Das Kap kommt langsam näher, die Wellen werden wie erwartet höher und durch den Kapeffekt zudem konfus. Jetzt freuen wir uns, dass wir das Segel schon gesetzt haben, denn unter diesen Bedingungen hat keiner Lust dazu. Der Leuchtturm liegt schon weit hinter uns, als es endlich so aussieht, als könnten wir um das Kap herum segeln.
Wir gehen auf Backbordbug und sofort wird das Schiff ruhiger. Wir rollen die Fock ein Stück aus und schalten den Motor ab. Es bleibt weiter anspruchsvoll. Die Wellen sind beeindruckend hoch und der Wind pendelt zwischen 5 und 6 Beaufort. Ständig kommt Wasser über, das Boot krängt stark und einigen an Bord wird es wieder flau in der Magengegend. Als das Kap umrundet ist, fallen wir etwas ab und die Situation entspannt sich ein wenig, aber es liegen noch viele Stunden Fahrt vor uns.

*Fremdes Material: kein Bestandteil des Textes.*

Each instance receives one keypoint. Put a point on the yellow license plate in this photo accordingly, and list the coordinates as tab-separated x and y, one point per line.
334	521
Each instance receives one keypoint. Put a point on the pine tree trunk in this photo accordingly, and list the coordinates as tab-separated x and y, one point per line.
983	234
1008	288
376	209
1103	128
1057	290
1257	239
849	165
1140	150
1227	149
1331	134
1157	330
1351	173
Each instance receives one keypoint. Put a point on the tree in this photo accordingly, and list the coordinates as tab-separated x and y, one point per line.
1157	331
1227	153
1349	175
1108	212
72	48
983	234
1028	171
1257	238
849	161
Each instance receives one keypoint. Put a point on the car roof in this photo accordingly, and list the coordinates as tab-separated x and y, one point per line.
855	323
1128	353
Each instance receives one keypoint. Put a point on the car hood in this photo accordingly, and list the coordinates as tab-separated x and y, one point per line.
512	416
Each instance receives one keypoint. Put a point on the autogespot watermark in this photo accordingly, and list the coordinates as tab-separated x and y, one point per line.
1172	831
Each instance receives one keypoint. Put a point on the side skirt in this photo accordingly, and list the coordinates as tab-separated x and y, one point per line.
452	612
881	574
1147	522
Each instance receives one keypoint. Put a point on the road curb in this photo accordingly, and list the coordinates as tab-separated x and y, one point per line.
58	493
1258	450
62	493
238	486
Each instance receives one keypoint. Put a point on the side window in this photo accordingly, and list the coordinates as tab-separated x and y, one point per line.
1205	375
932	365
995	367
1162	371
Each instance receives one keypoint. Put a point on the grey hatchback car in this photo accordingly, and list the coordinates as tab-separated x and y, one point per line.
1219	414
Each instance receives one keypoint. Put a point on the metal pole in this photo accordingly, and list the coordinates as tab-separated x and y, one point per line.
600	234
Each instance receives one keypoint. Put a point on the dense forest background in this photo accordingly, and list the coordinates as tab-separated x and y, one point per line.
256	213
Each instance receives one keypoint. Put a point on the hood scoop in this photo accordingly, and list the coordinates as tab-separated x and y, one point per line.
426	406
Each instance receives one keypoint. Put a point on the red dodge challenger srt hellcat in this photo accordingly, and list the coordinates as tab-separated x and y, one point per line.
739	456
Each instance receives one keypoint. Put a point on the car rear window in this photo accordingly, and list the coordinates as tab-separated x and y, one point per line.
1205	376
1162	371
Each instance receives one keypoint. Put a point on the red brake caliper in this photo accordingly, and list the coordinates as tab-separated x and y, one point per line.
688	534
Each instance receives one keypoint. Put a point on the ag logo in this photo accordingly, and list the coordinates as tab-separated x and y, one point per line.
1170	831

Wir haben jetzt den Kurs auf die Gefahrentonne „Darßer Ort O“ angelegt, die Nordküste Rügens zieht an uns vorbei, danach kommt wieder Hiddensee und dann lange nur noch Wasser.

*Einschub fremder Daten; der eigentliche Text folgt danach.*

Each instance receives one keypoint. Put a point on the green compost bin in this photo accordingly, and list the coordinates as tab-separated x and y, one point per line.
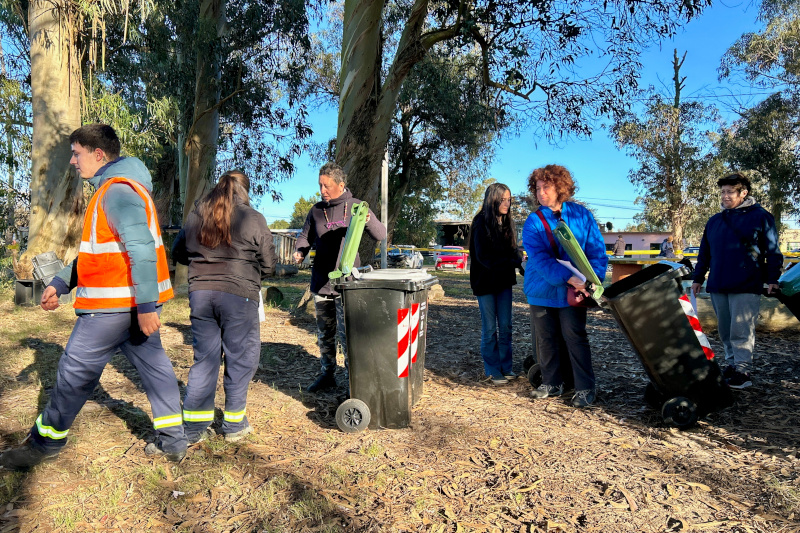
386	319
789	290
683	382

Inzwischen ist es bedeckt und es fühlt sich auch irgendwie kalt und feucht an. Fischland-Darß kommt über Stunden ganz langsam näher und auf Höhe von Zingst überquert uns eine dunkle Wolkenfront, nach deren Durchzug der Wind plötzlich auf West dreht. Wir können unseren Kurs nicht mehr halten und fahren immer tiefer in die Bucht hinein, anstatt auf das Kap zuzuhalten. Es baut sich in kürzester Zeit eine neue Windsee auf, die jetzt gegen die alte Dünung läuft. So entsteht eine hässliche Kreuzsee, die unsere Yacht ordentlich durchschüttelt. Links und rechts, vor und hinter dem Boot spritzen immer wieder Fontänen empor, wenn sich zwei gegenläufige Wellen treffen. Eigentlich sieht es lustig aus und man könnte meinen, es handele sich um den Blas von Walen, aber es ist zu ungemütlich, um dieses Schauspiel wirklich genießen zu können. Überkommendes Wasser macht die Situation auch nicht besser. Wir würden jetzt gerne abbrechen und einfach in den Hafen im Darß einlaufen, aber das geht nur noch im Notfall.
Irgendwann müssen wir uns entscheiden, wie es weiter gehen soll. Wir sind schon sehr tief in die Bucht eingefahren und müssten jetzt kreuzen, um um das Kap herum zu kommen. Dafür haben wir eigentlich keine Zeit, denn es liegen noch viele Seemeilen vor uns. Also versuchen wir mit stehendem Segel gegen den Wind zu motoren. Das funktioniert nicht, weil der Wind jetzt genau von vorn kommt und das Groß zu schlagen beginnt. Das Segel müsste geborgen werden, aber dazu hat bei dem Seegang keiner wirklich Lust. Also versuchen wir nun doch mit einem Kreuzschlag wieder Höhe zu gewinnen.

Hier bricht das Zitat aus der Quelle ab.